ああノ会連句、爛柯編集部
十二支行「月下のモルフォ(幻蝶)」の巻
金色の落葉の道を独占す 信子
竹採る村のカンと冬空 夏生
銅鐸にいにしへの音籠もりゐて 浩司
人差し指を緑青に染む 信
ウ
工房のモルフォを放つ月光下 夏
鬼灯鳴らす頬のふくらみ 信
網棚に打ち捨てられし魂まつれ 浩
始発電車は欲望行きです 信
崖冥し億万年を滴りて 夏
オラはシッポのないとかげずら 浩
空想的社会主義者の列に花 夏
CD−ROMの春のあたたか 浩
(夏生捌 平成八年十一月十七日首尾 於東京渋谷 種月庵)
十八公「青き狐」の巻
方舟の青き狐の神なりき 夏生
夜明けに凍つる旅立ちの鈴 信子
キイボード締切りの指駆けぬけて 木々
抜け駆けをする公達の裾 信
父酔ひて旧制高校浪漫主義 浩
記憶のなかの緑の螺旋 仝
眩しきは白きシーツの半夏生 木
地下水道で眠れ子供ら 信
天頂より降りくる月の誘惑者 仝
アリアかそけく消える漸寒 浩
ウ
昼過ぎのもの思うごと葉鶏頭 信
伊根の舟屋のカラッポの夢 夏
テーブルに乾漆の小箱細い指 木
コキュとしるす黒革の手帳 信
再生紙ヒコーキを甲子園で飛ばす 浩
新聞少年朝焼の中 夏
何処より花苑に行けと叫ぶ声 信
代々木上原路地猫の恋 執筆
(夏生捌 平成八年十二月九日首尾 於東京渋谷 種月庵)
木々さんは作家の上原隆さん。「「普通の人」の哲学 鶴見俊輔 態度の思想からの冒険」(毎日新聞社、1990年)、幻冬舎アウトロー文庫「友がみな我よりえらく見える日は」「喜びは悲しみのあとに」等。現在「文学界」(文藝春秋社)に「胸の中にて鳴る音あり」を連載中。「偉い人のことより、ヤクルトおばさんの事を書きたい」とをおっしゃられていた。まだ埼玉にお住まいの頃ご自宅におじゃまし、上原さん手作りのロールキャベツを頂いた。(千年(浩司))
半歌仙「我はクローン」の巻
春昼の日蝕済んでヒゲを剃り 夏生
味噌汁の具は水菜を所望 信子
納税期脱税指南駆けぬけて 浩司
オープン戦から絶不調なり 木々
薄氷の向かふに透ける青き月 信
ヤマネコが眼をそっと閉ぢたよ 夏
ウ
洋梨の汁したたりて甘き指 木
我はクローン冷ややかな夢 浩
すさまじき「死霊」のこれは第十章 夏
ダッタン海峡に白鳥の歌 信
寝酒する列車寝台冬の月 浩
炎ゆらゆらカウボーイ泣く 木
青嵐納言の裾で遊びけり 信
虚空鈴慕と竹が呼吸(いき)する 夏
ギリシャから来たオリーブ瓶詰光る 木
刀の先には浮かぶ舞踏家 浩
花散るや地下トンネルは完成し 夏
墓標に咲ける勿忘草よ 信
(夏生捌 平成九年三月九日首尾 於東京渋谷 種月庵)
「死霊」の作者、埴谷雄高(1910〜1997)の自宅(武蔵野市吉祥寺南町)を見に行ったことがある(今はもうない)。

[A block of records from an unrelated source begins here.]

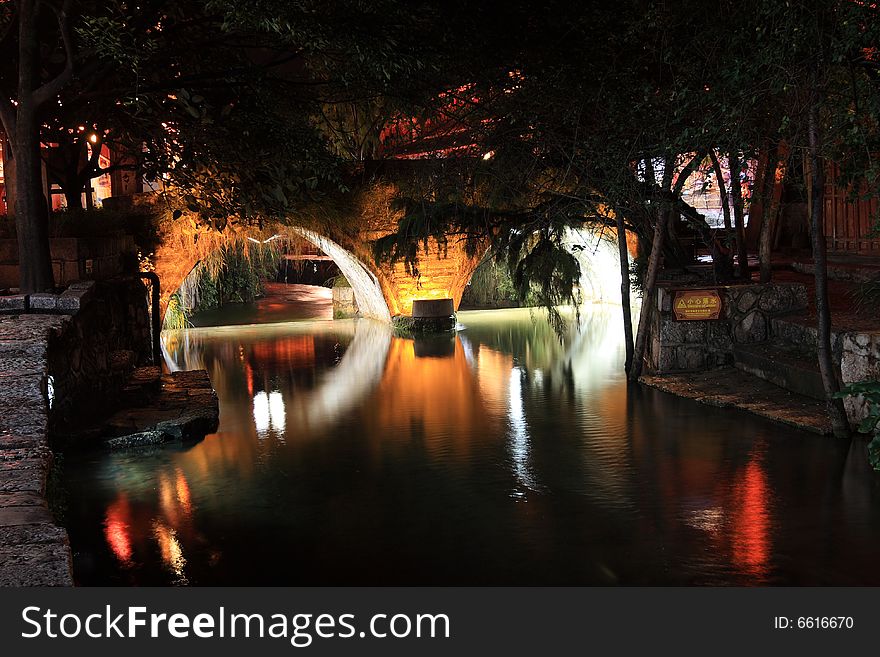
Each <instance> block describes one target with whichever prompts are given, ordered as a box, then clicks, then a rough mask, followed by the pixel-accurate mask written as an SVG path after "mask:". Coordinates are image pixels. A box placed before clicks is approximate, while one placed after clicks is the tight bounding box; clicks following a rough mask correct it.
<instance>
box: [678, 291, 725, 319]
mask: <svg viewBox="0 0 880 657" xmlns="http://www.w3.org/2000/svg"><path fill="white" fill-rule="evenodd" d="M672 310H673V312H674V313H675V319H677V320H679V321H694V320H706V319H718V318H719V317H720V316H721V296H720V295H719V294H718V290H683V291H681V292H676V293H675V298H674V299H673V301H672Z"/></svg>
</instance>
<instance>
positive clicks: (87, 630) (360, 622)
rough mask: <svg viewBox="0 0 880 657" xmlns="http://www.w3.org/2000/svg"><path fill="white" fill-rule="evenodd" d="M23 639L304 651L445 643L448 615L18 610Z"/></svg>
mask: <svg viewBox="0 0 880 657" xmlns="http://www.w3.org/2000/svg"><path fill="white" fill-rule="evenodd" d="M21 619H22V622H23V629H22V631H21V636H22V638H24V639H35V638H50V639H75V638H89V639H110V638H123V639H143V638H159V637H171V638H174V639H188V638H199V639H223V638H246V639H252V638H253V639H266V638H271V639H286V640H288V641H289V642H290V644H291V645H292V646H295V647H297V648H306V647H308V646H310V645H312V643H313V642H314V641H315V640H316V639H352V638H362V639H363V638H376V639H405V638H419V639H448V638H450V621H449V616H447V615H446V614H422V613H420V614H404V613H393V614H391V613H377V614H373V615H372V616H369V619H368V620H367V621H366V622H363V623H361V622H359V621H358V618H357V617H356V615H355V614H327V613H322V614H307V613H297V614H285V613H273V614H265V613H250V614H249V613H241V612H231V611H229V610H227V609H226V608H225V607H219V608H218V609H217V610H215V611H213V612H212V613H207V612H201V613H197V614H189V613H180V612H178V613H171V614H168V613H155V612H150V611H149V610H148V609H147V607H134V606H133V607H124V608H122V610H119V609H116V610H114V609H113V608H111V606H110V605H106V606H105V607H104V608H103V609H101V610H95V611H91V612H89V613H72V612H69V613H58V612H55V611H53V610H52V609H51V608H46V609H44V608H42V607H36V606H29V607H25V608H24V609H22V612H21Z"/></svg>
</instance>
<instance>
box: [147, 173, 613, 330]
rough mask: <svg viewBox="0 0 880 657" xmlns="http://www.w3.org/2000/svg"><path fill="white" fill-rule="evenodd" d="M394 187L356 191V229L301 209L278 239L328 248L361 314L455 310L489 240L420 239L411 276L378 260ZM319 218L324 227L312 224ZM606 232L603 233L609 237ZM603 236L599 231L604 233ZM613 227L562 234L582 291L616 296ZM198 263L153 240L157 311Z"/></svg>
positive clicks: (588, 299) (178, 252)
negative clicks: (158, 281)
mask: <svg viewBox="0 0 880 657" xmlns="http://www.w3.org/2000/svg"><path fill="white" fill-rule="evenodd" d="M395 191H396V190H395V188H394V186H393V185H391V184H387V185H378V186H376V187H375V188H373V189H372V190H371V191H370V192H369V193H362V194H359V195H358V200H357V202H355V203H354V204H353V205H352V206H351V208H350V209H349V210H348V211H349V212H351V213H354V214H355V215H356V216H355V217H354V219H355V221H346V222H344V223H345V224H346V225H348V226H351V225H356V226H359V229H358V230H356V231H355V232H353V233H352V232H351V231H350V229H349V231H348V232H346V231H345V230H340V229H338V228H337V227H335V226H334V225H333V223H332V222H330V221H327V220H326V218H325V219H324V220H321V218H320V217H318V219H317V221H316V220H314V219H315V218H314V217H308V219H309V220H308V221H304V222H303V223H302V225H297V224H296V222H291V224H290V225H287V226H284V227H281V228H279V229H278V231H277V233H276V234H277V236H278V237H280V238H282V239H300V240H305V241H307V242H309V243H311V244H312V245H314V246H315V247H317V249H319V250H320V251H321V252H323V253H324V254H326V255H327V256H329V257H330V258H331V259H332V260H333V261H334V263H335V264H336V265H337V266H338V267H339V270H340V271H341V272H342V274H343V275H344V276H345V277H346V279H348V281H349V283H350V284H351V286H352V291H353V293H354V297H355V301H356V302H357V305H358V308H359V311H360V314H361V316H363V317H369V318H372V319H377V320H380V321H383V322H390V321H391V320H392V318H393V317H394V316H398V315H402V316H409V315H411V314H412V305H413V301H415V300H419V299H445V298H451V299H452V300H453V304H454V307H455V309H456V310H458V306H459V304H460V302H461V298H462V295H463V294H464V291H465V288H466V286H467V284H468V282H469V281H470V278H471V275H472V274H473V273H474V270H475V269H476V268H477V266H478V265H479V263H480V261H481V259H482V257H483V256H484V255H485V253H486V251H487V250H488V248H489V243H488V241H487V242H486V243H485V244H484V245H482V246H481V248H479V249H478V250H477V253H475V254H474V255H468V253H467V252H466V249H465V246H464V240H463V239H456V236H454V235H451V236H449V237H448V238H447V240H446V243H445V244H442V245H441V244H439V243H438V242H437V240H435V239H434V238H430V239H429V240H428V241H427V243H422V245H421V246H420V249H419V254H418V258H419V260H418V269H419V275H418V277H414V276H412V274H411V273H410V272H409V271H407V268H406V266H405V265H404V263H403V262H397V263H393V264H392V263H387V262H386V263H377V262H376V261H375V258H374V254H373V244H374V242H375V241H376V240H377V239H379V238H381V237H383V236H385V235H388V234H390V233H392V232H393V231H395V230H396V229H397V222H398V220H399V219H400V217H401V216H402V212H401V211H398V210H393V209H392V199H393V196H394V193H395ZM322 224H323V225H325V226H326V228H324V229H321V228H316V227H315V226H320V225H322ZM609 237H610V238H611V239H610V240H609V239H608V238H609ZM603 238H604V239H603ZM613 238H614V234H613V233H612V234H610V235H608V234H606V235H604V236H602V235H599V234H598V233H594V232H593V231H590V230H584V231H576V232H573V233H572V235H571V236H570V238H569V239H568V240H567V242H569V243H570V245H571V246H574V245H578V246H577V247H576V248H575V249H574V252H575V253H577V254H578V257H579V259H580V261H581V270H582V277H581V288H582V293H583V296H584V298H585V299H587V300H599V301H611V302H615V301H617V302H619V299H620V278H619V264H618V263H619V260H618V256H617V247H616V244H614V241H613ZM198 263H199V257H198V256H197V255H195V254H194V253H193V254H190V253H188V252H187V250H186V249H182V248H180V244H179V243H172V242H171V241H163V242H160V244H159V246H158V247H157V249H156V251H155V255H154V266H155V271H156V273H157V274H158V275H159V278H160V281H161V307H162V314H163V316H164V313H165V310H166V308H167V306H168V302H169V299H170V297H171V295H172V294H173V293H175V292H176V291H177V290H178V289H179V288H180V286H181V284H182V283H183V281H184V279H185V278H186V277H187V276H188V275H189V273H190V272H191V271H192V270H193V269H194V268H195V267H196V265H197V264H198Z"/></svg>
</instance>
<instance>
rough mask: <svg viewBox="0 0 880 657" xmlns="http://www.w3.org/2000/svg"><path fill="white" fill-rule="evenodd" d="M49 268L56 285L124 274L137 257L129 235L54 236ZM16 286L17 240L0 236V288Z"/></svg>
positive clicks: (51, 242)
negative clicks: (98, 236)
mask: <svg viewBox="0 0 880 657" xmlns="http://www.w3.org/2000/svg"><path fill="white" fill-rule="evenodd" d="M49 251H50V255H51V257H52V270H53V273H54V275H55V282H56V283H57V284H58V285H68V284H69V283H72V282H75V281H79V280H83V279H95V280H104V279H109V278H112V277H115V276H120V275H121V274H123V271H124V268H125V267H126V265H127V264H128V265H130V264H131V263H133V262H135V261H136V254H137V247H136V246H135V243H134V238H133V237H132V236H131V235H122V234H120V235H112V236H101V237H53V238H51V239H50V240H49ZM15 287H18V241H17V240H15V239H0V288H15Z"/></svg>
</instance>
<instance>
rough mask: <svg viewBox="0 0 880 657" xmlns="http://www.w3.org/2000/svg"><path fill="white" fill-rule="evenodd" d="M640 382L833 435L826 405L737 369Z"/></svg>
mask: <svg viewBox="0 0 880 657" xmlns="http://www.w3.org/2000/svg"><path fill="white" fill-rule="evenodd" d="M640 381H641V382H642V383H644V384H646V385H649V386H651V387H653V388H657V389H658V390H663V391H664V392H670V393H672V394H674V395H678V396H679V397H686V398H688V399H694V400H696V401H698V402H700V403H703V404H709V405H712V406H720V407H725V408H739V409H741V410H744V411H748V412H749V413H754V414H755V415H759V416H761V417H765V418H767V419H770V420H775V421H776V422H782V423H783V424H787V425H789V426H792V427H796V428H798V429H804V430H805V431H811V432H813V433H819V434H830V433H831V424H830V422H829V420H828V411H827V409H826V408H825V402H822V401H818V400H816V399H812V398H810V397H804V396H802V395H797V394H795V393H793V392H789V391H788V390H785V389H784V388H780V387H779V386H776V385H774V384H772V383H770V382H768V381H764V380H763V379H759V378H758V377H756V376H752V375H751V374H747V373H745V372H743V371H742V370H739V369H737V368H735V367H721V368H718V369H713V370H709V371H705V372H688V373H684V374H665V375H660V376H643V377H642V378H641V379H640Z"/></svg>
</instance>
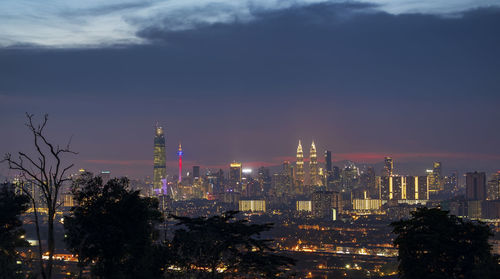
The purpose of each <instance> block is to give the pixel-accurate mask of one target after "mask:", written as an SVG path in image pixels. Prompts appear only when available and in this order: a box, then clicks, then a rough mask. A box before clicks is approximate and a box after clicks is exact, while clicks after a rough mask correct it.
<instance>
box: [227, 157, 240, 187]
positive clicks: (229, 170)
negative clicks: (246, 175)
mask: <svg viewBox="0 0 500 279" xmlns="http://www.w3.org/2000/svg"><path fill="white" fill-rule="evenodd" d="M241 178H242V175H241V163H236V162H233V163H231V164H230V165H229V191H230V192H237V193H240V192H241Z"/></svg>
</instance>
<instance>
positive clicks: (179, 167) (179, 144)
mask: <svg viewBox="0 0 500 279" xmlns="http://www.w3.org/2000/svg"><path fill="white" fill-rule="evenodd" d="M183 154H184V153H183V152H182V146H181V143H180V142H179V149H177V157H178V158H179V183H181V182H182V155H183Z"/></svg>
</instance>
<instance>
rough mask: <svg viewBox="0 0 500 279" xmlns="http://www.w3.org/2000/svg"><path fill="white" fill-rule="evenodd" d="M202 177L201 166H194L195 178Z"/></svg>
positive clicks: (193, 173) (193, 166) (193, 168)
mask: <svg viewBox="0 0 500 279" xmlns="http://www.w3.org/2000/svg"><path fill="white" fill-rule="evenodd" d="M199 177H200V166H193V178H195V179H196V178H199Z"/></svg>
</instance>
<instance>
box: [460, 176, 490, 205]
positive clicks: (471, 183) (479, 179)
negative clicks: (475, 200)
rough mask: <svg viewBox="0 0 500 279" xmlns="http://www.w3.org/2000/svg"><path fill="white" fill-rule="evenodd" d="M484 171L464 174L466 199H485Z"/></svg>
mask: <svg viewBox="0 0 500 279" xmlns="http://www.w3.org/2000/svg"><path fill="white" fill-rule="evenodd" d="M486 194H487V191H486V173H484V172H477V171H476V172H468V173H467V175H466V185H465V197H466V198H467V200H485V199H486V196H487V195H486Z"/></svg>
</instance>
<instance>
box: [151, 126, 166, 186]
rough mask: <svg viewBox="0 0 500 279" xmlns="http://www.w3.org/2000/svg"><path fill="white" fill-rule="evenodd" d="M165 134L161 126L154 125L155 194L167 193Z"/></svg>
mask: <svg viewBox="0 0 500 279" xmlns="http://www.w3.org/2000/svg"><path fill="white" fill-rule="evenodd" d="M166 164H167V163H166V154H165V135H164V134H163V128H162V127H160V126H158V124H157V125H156V128H155V138H154V166H153V190H154V192H155V194H157V195H159V194H162V193H163V194H167V192H166V191H167V166H166Z"/></svg>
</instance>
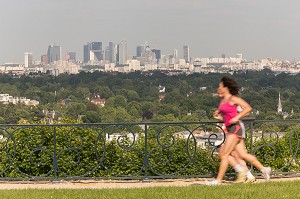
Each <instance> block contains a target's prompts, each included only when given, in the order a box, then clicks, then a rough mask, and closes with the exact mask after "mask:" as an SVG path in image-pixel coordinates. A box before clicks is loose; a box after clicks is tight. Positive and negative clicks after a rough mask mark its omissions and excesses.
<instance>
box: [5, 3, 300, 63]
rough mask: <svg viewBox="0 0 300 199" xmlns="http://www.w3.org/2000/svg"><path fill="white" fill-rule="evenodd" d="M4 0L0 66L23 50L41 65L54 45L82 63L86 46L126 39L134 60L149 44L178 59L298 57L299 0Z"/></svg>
mask: <svg viewBox="0 0 300 199" xmlns="http://www.w3.org/2000/svg"><path fill="white" fill-rule="evenodd" d="M0 1H1V5H2V6H1V9H0V22H1V32H0V64H4V63H7V62H19V63H22V62H24V53H25V52H31V53H33V58H34V60H40V57H41V55H44V54H47V47H48V46H49V45H53V44H55V45H58V46H61V47H62V51H63V54H62V56H63V57H64V56H65V55H66V54H67V53H68V52H76V53H77V56H78V58H79V59H80V60H83V45H85V44H86V43H88V42H92V41H100V42H103V43H104V45H105V46H107V45H108V42H110V41H111V42H114V43H116V44H118V43H120V42H121V41H122V40H125V41H126V42H127V49H128V55H130V56H133V55H135V54H136V46H139V45H141V44H144V43H145V41H147V42H148V44H149V46H150V47H151V48H156V49H160V50H161V53H162V54H173V49H177V50H178V51H179V57H180V58H183V46H189V54H190V56H191V57H194V58H197V57H221V55H222V54H225V55H226V56H235V55H236V54H239V53H241V54H243V55H244V57H245V58H246V59H248V60H251V59H259V58H267V57H271V58H274V59H280V60H296V61H298V60H300V53H299V52H300V45H299V43H300V41H299V40H298V35H300V29H299V28H298V24H297V22H298V20H299V19H300V13H299V12H298V11H297V8H298V6H299V5H300V2H298V1H296V0H292V1H289V3H288V4H287V2H286V1H276V2H274V1H271V0H265V1H257V0H251V1H249V0H239V1H238V0H226V1H220V2H218V1H204V0H202V1H201V0H186V1H182V0H173V1H172V2H170V1H166V0H165V1H158V0H152V1H151V2H148V1H142V0H128V1H119V0H111V1H96V0H86V1H77V0H75V1H72V2H70V1H67V0H60V1H58V0H52V1H45V2H41V1H38V0H28V1H17V0H10V1H4V0H0Z"/></svg>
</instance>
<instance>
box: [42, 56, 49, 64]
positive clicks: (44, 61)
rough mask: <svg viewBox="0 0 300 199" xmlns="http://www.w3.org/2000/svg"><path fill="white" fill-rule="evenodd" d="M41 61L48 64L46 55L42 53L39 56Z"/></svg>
mask: <svg viewBox="0 0 300 199" xmlns="http://www.w3.org/2000/svg"><path fill="white" fill-rule="evenodd" d="M41 63H42V64H44V65H47V64H49V63H48V55H42V56H41Z"/></svg>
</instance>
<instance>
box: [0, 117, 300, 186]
mask: <svg viewBox="0 0 300 199" xmlns="http://www.w3.org/2000/svg"><path fill="white" fill-rule="evenodd" d="M244 122H245V125H246V129H247V139H246V143H247V148H248V151H249V152H250V153H252V154H255V155H256V156H257V157H258V159H259V160H260V161H261V162H262V163H263V164H264V165H269V166H271V167H272V169H273V170H274V171H275V174H298V173H300V163H299V160H300V157H299V145H300V139H299V133H300V127H299V122H300V120H255V119H254V118H248V119H245V120H244ZM0 136H1V138H0V179H1V180H10V179H12V180H18V179H22V180H23V179H29V180H33V179H53V180H55V179H144V180H145V179H153V178H182V177H184V178H189V177H206V176H212V175H214V174H215V173H216V172H217V170H218V157H217V152H218V148H219V146H220V145H221V144H222V143H223V142H224V140H225V134H224V131H223V130H222V123H217V122H176V123H174V122H161V123H157V122H145V123H122V124H51V125H0ZM250 166H251V165H250Z"/></svg>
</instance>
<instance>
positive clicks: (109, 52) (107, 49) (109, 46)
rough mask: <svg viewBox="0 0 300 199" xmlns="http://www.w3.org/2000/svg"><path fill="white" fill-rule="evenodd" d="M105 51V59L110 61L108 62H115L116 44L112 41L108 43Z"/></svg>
mask: <svg viewBox="0 0 300 199" xmlns="http://www.w3.org/2000/svg"><path fill="white" fill-rule="evenodd" d="M107 51H108V52H107V53H108V55H105V56H106V57H107V60H108V61H110V63H116V54H117V46H116V44H114V43H113V42H109V43H108V47H107Z"/></svg>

古い瓦屋根の家で、みかん箱のような大きさの木製の郵便受けがあったのが印象的だった。
ドストエフスキー(1821〜1881)没後100年を記念して行われた講演会(於・渋谷の教会。その地下にジャンジャンがあった)で、大江健三郎、吉本隆明、後藤明生らとともに出演されていた。姿は覚えているが、何を話されたか忘れた。司会はロシア文学者の江川卓だったか。確か、巨人に入った江川投手と間違えられて入ってきた人もいるのではと冗談を言っていたか。私は高知新聞でこの講演会を知り、電話予約していた。会場は満杯だった。